La beauté fait le vide ─ elle le crée ─ comme si cet aspect que prend toute chose qui en est baignée venait d'un lointain néant et devait y retourner, laissant la cendre de sa face en héritage à la condition terrestre, à cet être qui participe à la beauté ; et lui demande toujours un corps, sa juste image, dont par une espèce de miséricorde elle lui laisse quelquefois la trace: cendre ou poussière. Au lieu du néant, un vide qualitatif, pur et marqué à la fois, l'ombre du visage de la beauté lorsqu'elle se retire. Mais la beauté qui crée ce vide, ensuite, le fait sien, car il lui appartient, il est son auréole, l'espace sacré où elle demeure intangible. Où il est impossible à l'être humain de s'installer, mais qui le pousse à sortir de lui-même, qui amène l'être caché, âme accompagnée des sens, à sortir de soi ; qui entraîne avec lui l'existence corporelle et l'enveloppe, l'unifie. Et sur le seuil même du vide que crée la beauté, l'être terrestre, corporel, existant, capitule ; il livre ses sens, qui ne font plus qu'un avec son âme. Evénement qu'on a nommé contemplation et oubli de tout souci.

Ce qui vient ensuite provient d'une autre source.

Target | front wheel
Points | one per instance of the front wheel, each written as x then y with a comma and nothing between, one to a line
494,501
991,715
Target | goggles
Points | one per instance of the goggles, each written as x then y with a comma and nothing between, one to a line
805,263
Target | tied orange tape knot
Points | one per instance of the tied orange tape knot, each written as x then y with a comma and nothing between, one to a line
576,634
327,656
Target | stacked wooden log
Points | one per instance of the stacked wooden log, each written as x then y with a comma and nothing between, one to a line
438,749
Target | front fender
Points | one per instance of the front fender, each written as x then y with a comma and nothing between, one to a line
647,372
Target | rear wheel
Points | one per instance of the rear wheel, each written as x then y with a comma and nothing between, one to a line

On dirait que la beauté tout entière est le voile de la vérité, que la vie même qui nous est donnée est le voile de l'être. Que, tant qu'il vit, l'être du vivant se dissimule à ses propres yeux, pour ne se déployer que dans le total abandon.
Et qu'un être divin n'en finit pas de mourir. Et de naître. Un être divin ; feu qui se rallume dans sa seule lumière.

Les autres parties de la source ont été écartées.